At the same time, the world is coming apart at the seams, offering up monolithic and fearful challenges that threaten life as we know it. This is the inherent danger that lurks at every increasing level of societal development. As we know from Spiral Dynamics, each new level of collective consciousness solves problems of the previous level and also creates new ones.
With the emergence of each new level, not all of human society progresses to the next level. Only those societies and indivduals at the cutting edge. The increasing complexity of cultural conflicts comes as a result that we have people and societies living at -all- levels of consciousness, but with access to the technologies and ideologies of all the other levels. Thus ethnocentrically-centered political and religious leaders with weapons of mass destruction. The distance between the lower and higher levels of consciousness grow. Each level brings greater opportunities for freedom and expanding consciousness, but also greater dangers for fucking it all up on horrific scales. The stakes get ever higher.
We privileged are extremely few. The daily reality for much of the world is brutal. Most live in horrifying poverty, in the midst of war or at the mercy of overt and severe political and religious oppression. As we elite enjoy more freedom and more opportunity, those below experience even more poverty. For poverty exists as the distance between what some have and some do not. The more we have, the more impoverished those without. A moral responsibility lies on us all to close this gap.
There are two ways in which we can meet these challenges, both in the present and in the future. In the now, we must seek out direct solutions through community activism, non-profits and other such initiatives. We use these tools now available to us to express our compassion.
Unfortunately, these short-term solutions are not enough. Most of them do not address the root cause of humanity’s problems, which is a narrow view of self. Lower levels of moral consciousness focus on what is good for the self as individual, one’s family, one’s clan. Most of us do not extend our compassion and understanding beyond an ethnocentric or nationalistic frame. The average level of consciousness is simply not great enough to overcome this selfish self.
Pursuits like self-development and spirituality are critical in raising the average level of global consciousness. It seems selfish to work on oneself when there is so much altruistic work to be done in the here and now (and indeed it must be done, we can’t all leave a man bleeding to death in the street to chase down his killer), but lasting solutions to our 1st-tier (see Spiral Dynamics) problems will only come when a critical mass of us have reached 2nd-tier levels of consciousness. Otherwise we’ll always just be cleaning up after own bloody mess.
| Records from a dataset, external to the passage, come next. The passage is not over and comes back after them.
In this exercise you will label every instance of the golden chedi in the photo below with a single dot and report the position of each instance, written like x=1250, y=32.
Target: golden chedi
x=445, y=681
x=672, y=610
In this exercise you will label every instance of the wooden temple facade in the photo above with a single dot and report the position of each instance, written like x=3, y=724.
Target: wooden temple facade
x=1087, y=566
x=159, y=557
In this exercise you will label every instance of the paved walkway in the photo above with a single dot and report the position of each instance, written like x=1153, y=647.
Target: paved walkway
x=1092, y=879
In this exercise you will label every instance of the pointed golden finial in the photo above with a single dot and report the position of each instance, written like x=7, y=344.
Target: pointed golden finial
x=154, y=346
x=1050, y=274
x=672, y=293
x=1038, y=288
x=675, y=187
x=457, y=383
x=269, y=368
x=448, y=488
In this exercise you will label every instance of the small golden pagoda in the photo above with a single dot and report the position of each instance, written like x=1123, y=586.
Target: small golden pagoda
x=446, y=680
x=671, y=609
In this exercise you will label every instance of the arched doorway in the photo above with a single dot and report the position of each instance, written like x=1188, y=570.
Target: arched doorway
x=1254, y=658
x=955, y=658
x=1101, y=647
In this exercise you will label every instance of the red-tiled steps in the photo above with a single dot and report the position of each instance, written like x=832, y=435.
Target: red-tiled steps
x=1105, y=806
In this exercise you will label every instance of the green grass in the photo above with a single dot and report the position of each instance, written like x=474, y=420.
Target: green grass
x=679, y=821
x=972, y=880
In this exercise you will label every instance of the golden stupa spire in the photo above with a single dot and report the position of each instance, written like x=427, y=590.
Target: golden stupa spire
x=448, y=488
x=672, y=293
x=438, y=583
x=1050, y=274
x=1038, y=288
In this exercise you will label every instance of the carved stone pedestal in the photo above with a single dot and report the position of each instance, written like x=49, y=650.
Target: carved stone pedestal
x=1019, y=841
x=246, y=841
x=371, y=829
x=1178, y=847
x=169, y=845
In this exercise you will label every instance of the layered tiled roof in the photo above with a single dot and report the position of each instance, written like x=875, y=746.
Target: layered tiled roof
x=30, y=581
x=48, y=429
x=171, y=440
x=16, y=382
For you and I, heaven on earth is within reach for a pittance of blood, sweat and tears. Yet most of us are barely even aware of the opportunities that are laid at our feet. We subconsciously inherit the social structures and values of our cultures, instead of consciously choosing our own and becoming our own personal anarcho-utopian islands of free and full individual men and women.
For the good of all, it is necessary to pursue your own passions and grow into your own true self. Increasing freedom for you is increasing freedom for us all.